El pasado 15 de noviembre se celebró el Día Mundial Sin Alcohol, sustancia adictiva a la que se atribuyen 3,3 millones de muertes al año en el mundo. La bebida alcohólica más consumida en España es la cerveza (50%), mientras que en otros países son preferidas las bebidas espirituosas. «Todavía existe la creencia de que el consumo moderado de alcohol a diario con las comidas (dos copas de vino o dos cervezas) puede proteger el sistema cardiovascular, pero no hay una dosis segura de alcohol y consumirlo en ningún caso mejorará nuestra esperanza de vida», explica el doctor Vicente Gil Valdés, director de Salud y Bienestar de International SOS. Sin embargo, aumenta el riesgo de padecer distintos tipos de cáncer como el de mama, de colon, de orofaringe y de hígado. Además, «puede ocasionar daños al feto durante el primer trimestre de embarazo, y conducir bajo sus efectos es responsable del 30% al 50% de los accidentes de tráfico», puntualiza Valdés.

Existen variaciones individuales a la hora de metabolizar el alcohol, influyendo factores genéticos y de género.
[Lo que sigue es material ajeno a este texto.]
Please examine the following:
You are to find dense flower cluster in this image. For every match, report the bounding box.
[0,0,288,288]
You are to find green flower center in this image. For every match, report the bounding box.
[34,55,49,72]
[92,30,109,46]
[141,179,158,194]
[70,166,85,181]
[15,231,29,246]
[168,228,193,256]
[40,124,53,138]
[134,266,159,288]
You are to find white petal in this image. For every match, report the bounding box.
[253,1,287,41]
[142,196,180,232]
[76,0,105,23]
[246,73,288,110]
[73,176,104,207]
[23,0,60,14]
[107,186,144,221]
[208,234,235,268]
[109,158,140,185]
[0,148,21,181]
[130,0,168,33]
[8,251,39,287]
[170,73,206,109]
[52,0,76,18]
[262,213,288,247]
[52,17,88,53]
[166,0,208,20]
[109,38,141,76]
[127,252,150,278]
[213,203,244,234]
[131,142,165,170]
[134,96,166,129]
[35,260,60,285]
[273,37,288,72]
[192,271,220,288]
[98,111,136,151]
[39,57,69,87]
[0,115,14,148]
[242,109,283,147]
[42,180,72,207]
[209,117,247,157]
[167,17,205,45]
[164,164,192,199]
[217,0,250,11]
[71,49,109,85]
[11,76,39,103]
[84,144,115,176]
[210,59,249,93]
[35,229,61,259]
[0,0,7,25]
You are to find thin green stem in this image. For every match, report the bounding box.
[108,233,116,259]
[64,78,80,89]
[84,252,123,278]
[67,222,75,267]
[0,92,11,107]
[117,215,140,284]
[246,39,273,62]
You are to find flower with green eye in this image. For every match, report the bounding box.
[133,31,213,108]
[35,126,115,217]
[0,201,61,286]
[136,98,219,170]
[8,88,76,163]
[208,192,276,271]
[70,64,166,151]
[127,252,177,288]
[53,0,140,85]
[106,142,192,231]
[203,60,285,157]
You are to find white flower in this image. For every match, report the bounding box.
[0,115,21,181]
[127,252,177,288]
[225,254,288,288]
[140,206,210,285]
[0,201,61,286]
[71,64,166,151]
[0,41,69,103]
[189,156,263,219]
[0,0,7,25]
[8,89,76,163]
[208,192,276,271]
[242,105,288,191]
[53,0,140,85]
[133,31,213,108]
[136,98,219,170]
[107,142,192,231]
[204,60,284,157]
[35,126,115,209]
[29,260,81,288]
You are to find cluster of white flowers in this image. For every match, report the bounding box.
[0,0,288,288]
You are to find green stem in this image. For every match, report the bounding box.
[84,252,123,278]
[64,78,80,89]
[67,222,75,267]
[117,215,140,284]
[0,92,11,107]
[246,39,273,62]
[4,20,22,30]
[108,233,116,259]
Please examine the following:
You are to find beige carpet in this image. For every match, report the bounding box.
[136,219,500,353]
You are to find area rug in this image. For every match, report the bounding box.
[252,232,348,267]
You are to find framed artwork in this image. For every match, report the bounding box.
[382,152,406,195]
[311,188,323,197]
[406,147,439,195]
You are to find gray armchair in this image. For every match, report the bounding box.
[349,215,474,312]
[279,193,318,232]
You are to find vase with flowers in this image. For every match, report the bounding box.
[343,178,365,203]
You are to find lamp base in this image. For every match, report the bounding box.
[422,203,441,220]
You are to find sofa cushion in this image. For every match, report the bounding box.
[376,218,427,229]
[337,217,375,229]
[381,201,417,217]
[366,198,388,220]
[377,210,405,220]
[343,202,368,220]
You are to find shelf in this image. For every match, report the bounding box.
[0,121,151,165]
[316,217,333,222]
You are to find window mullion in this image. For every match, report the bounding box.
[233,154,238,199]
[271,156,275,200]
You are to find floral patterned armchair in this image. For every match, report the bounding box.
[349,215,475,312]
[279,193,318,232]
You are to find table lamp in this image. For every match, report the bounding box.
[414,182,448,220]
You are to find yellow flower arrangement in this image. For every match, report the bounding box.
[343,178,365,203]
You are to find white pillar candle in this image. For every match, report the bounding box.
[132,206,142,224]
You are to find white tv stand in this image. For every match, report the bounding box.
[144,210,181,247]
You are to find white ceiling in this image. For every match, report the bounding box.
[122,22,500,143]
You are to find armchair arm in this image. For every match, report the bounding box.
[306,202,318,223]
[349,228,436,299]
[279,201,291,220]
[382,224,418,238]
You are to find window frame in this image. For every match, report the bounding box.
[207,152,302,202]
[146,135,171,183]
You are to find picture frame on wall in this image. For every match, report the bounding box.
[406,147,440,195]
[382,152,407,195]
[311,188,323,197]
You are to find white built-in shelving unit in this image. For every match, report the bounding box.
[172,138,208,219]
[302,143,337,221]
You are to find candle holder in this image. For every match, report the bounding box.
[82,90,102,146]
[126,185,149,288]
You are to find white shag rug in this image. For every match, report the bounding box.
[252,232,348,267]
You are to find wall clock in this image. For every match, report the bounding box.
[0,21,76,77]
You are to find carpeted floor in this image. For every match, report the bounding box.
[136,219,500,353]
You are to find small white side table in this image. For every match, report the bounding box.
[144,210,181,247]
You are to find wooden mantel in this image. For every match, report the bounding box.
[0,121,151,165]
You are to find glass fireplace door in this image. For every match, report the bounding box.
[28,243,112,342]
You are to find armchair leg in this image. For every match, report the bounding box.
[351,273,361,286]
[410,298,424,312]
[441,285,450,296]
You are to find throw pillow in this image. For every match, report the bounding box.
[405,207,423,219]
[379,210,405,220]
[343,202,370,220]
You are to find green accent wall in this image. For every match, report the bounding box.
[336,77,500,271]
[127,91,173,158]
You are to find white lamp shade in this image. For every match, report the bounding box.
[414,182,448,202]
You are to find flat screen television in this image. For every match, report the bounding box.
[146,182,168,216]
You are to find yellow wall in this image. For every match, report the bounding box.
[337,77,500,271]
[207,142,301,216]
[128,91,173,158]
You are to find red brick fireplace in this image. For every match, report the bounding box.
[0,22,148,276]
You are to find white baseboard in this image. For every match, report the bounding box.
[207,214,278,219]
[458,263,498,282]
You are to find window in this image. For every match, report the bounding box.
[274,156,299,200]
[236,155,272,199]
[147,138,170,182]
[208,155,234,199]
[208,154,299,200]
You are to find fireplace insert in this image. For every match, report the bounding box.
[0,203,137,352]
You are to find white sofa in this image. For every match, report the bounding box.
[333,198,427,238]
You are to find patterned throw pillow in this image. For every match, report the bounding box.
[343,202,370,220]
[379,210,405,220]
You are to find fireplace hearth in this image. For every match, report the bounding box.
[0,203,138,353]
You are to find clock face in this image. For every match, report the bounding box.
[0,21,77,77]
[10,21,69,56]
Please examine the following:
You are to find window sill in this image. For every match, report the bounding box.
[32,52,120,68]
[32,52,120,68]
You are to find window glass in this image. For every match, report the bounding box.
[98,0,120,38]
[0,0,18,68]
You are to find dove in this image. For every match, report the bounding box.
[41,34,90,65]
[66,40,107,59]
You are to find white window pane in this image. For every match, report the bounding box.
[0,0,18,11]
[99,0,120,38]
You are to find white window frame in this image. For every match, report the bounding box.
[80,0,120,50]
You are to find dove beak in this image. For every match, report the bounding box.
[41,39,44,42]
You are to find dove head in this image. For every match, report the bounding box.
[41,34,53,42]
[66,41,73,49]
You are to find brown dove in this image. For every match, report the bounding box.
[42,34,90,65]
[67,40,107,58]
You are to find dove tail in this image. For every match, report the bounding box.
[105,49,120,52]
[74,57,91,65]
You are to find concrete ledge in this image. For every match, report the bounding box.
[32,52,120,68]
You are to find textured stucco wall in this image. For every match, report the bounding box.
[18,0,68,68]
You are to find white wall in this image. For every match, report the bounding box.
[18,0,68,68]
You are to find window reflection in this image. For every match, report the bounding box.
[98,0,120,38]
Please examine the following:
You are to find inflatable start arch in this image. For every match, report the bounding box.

Se transforma –principalmente en el hígado– en acetaldehído, que es un producto tóxico, y cuando se ingieren grandes cantidades de alcohol de una manera ocasional, el acetaldehído se acumula y el organismo no es capaz de eliminarlo, produciéndose daños en el hígado y en otros órganos. Por este motivo, el cambio en el patrón de la bebida de los últimos años –las borracheras del fin de semana frente a la copa de vino con las comidas– «especialmente entre nuestros adolescentes, constituye un verdadero problema de salud pública», apunta el director de Salud y Bienestar de International SOS. La edad media de inicio de consumo se sitúa en los 13,9 años y dos de cada cinco adolescentes declara haberse emborrachado alguna vez en los últimos 30 días. «No somos conscientes de las consecuencias para la salud que pueden derivar de esta costumbre, además de la asociación con accidentes de tráfico y actos violentos. De todas formas, no demonicemos el consumo responsable de alcohol. Aunque lo recomendable es evitar ingerir bebidas alcohólicas, se trata de un elemento cultural y es agradable disfrutar de una copa de vino o de una cerveza con familiares o amigos», explica el doctor Valdés. Pero, «si de verdad queremos prevenir enfermedades cardiovasculares, comamos de una manera sana y equilibrada, practiquemos ejercicio a diario y evitemos el consumo asociado de tabaco. Eduquemos a nuestros hijos en los riesgos asociados al alcohol y otras drogas y mejoraremos la salud de la familia y de toda la sociedad», concluye Gil Valdés.

Además, un estudio apunta que el consumo intensivo de alcohol altera la barrera intestinal y las defensas, permitiendo el paso de bacterias desde el colon al resto del cuerpo, según un equipo de la Universidad Complutense de Madrid, que propone un compuesto farmacológico como nueva terapia contra el abuso de alcohol. La disfunción de la barrera intestinal produce traslocación bacteriana, que está relacionada con conductas de ansiedad, depresión y anhedonia.